By the Second World War and the Labour government of Clement Attlee, trade union membership was well established and collective agreements covered over 80 per cent of the workforce. With the British Empire in rapid dissolution, immigration from Commonwealth countries, and record levels of female workplace participation the character of Britain's workforce was changing fast. Though the common law was sometimes comparatively progressive, sometimes not, the first statutes to prohibit discrimination focused on gender and race emerged in the 1960s as the Civil Rights Act was passed in the United States. Discrimination in employment (as in consumer or public service access) was formally prohibited on grounds of race in 1965, gender in 1975, disability in 1995, sexual orientation and religion in 2003 and age in 2006. A complicated and inconsistent jamboree of Acts and statutory instruments was placed into a comprehensive code in the Equality Act 2010. Much discrimination law is now applicable throughout the European Union, to which the UK acceded in 1972. Although labour laws in the early European Treaties and case law were scant, the Social Chapter of the Maastricht Treaty brought employment rights squarely into the EU's jurisprudence. Meanwhile, starting from the Contracts of Employment Act 1963, workers gained a growing list of minimum statutory rights, such as the right to reasonable notice before a fair dismissal and a redundancy payment. Labour governments through the 1960s and 1970s were troubled by reform of the unwieldy trade union system. Despite producing reports such as In Place of Strife and the Report of the committee of inquiry on industrial democracy which would have made unions accountable to their members created more direct workplace participation, reform did not take place.

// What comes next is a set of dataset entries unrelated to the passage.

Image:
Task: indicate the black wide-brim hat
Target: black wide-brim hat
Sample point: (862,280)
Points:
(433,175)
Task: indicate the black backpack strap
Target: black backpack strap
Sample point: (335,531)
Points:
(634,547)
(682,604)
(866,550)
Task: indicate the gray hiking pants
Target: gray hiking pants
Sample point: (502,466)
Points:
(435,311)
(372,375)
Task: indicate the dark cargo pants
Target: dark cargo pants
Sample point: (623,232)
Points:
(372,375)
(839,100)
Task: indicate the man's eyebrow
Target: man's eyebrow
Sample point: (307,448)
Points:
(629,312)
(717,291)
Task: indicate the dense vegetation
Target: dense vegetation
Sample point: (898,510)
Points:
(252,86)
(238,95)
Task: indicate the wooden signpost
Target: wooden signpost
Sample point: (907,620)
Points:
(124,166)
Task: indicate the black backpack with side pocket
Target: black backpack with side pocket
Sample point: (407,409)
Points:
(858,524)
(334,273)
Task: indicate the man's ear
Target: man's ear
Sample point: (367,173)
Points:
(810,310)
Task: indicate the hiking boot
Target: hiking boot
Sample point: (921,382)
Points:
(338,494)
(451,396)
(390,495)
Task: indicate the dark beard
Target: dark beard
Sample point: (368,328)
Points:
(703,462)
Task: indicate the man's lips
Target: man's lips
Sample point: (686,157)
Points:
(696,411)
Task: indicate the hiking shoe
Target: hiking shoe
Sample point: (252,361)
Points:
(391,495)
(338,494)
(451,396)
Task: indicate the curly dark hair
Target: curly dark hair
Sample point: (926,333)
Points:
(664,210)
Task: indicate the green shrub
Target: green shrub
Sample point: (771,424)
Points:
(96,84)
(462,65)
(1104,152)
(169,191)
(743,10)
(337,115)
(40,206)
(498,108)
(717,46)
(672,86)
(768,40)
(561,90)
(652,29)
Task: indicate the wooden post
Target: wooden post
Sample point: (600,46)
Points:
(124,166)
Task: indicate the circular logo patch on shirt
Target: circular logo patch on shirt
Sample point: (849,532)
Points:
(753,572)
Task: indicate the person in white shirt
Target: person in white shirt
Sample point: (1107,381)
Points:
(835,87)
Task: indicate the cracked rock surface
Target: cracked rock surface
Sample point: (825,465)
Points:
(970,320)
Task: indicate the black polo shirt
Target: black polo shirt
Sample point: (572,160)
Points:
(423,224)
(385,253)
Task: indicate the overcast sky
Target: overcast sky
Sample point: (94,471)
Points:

From 1979, a new Conservative government took a strongly sceptical policy to all forms of labour law and regulation. During the 1980s ten major Acts gradually reduced the autonomy of trade unions and the legality of industrial action. Reforms to the internal structure of unions mandated that representatives be elected and a ballot is taken before a strike, that no worker could strike in sympathetic secondary action with workers with a different employer, and that employers could not run a closed shop system of requiring all workers to join the recognised union. The wage councils were dismantled. A public campaign against the merits of unions paralleled the decline of membership and collective agreement coverage to under 40 per cent. In addition, the government opted out of the EU Social Chapter in the Maastricht Treaty. In 1997 the new Labour government brought the UK into the EU's Social Chapter, which has served as the source for most reform in UK law since that time. Domestic led reform was minimal. The National Minimum Wage Act 1998 established a country-wide minimum wage, but did not attempt to reinvigorate the Wage Board system. The Employment Relations Act 1999 introduced a 60 page procedure requiring employers to compulsorily recognise and bargain with a union holding support among workers, though union membership remained at a level steadily declining below 30 per cent.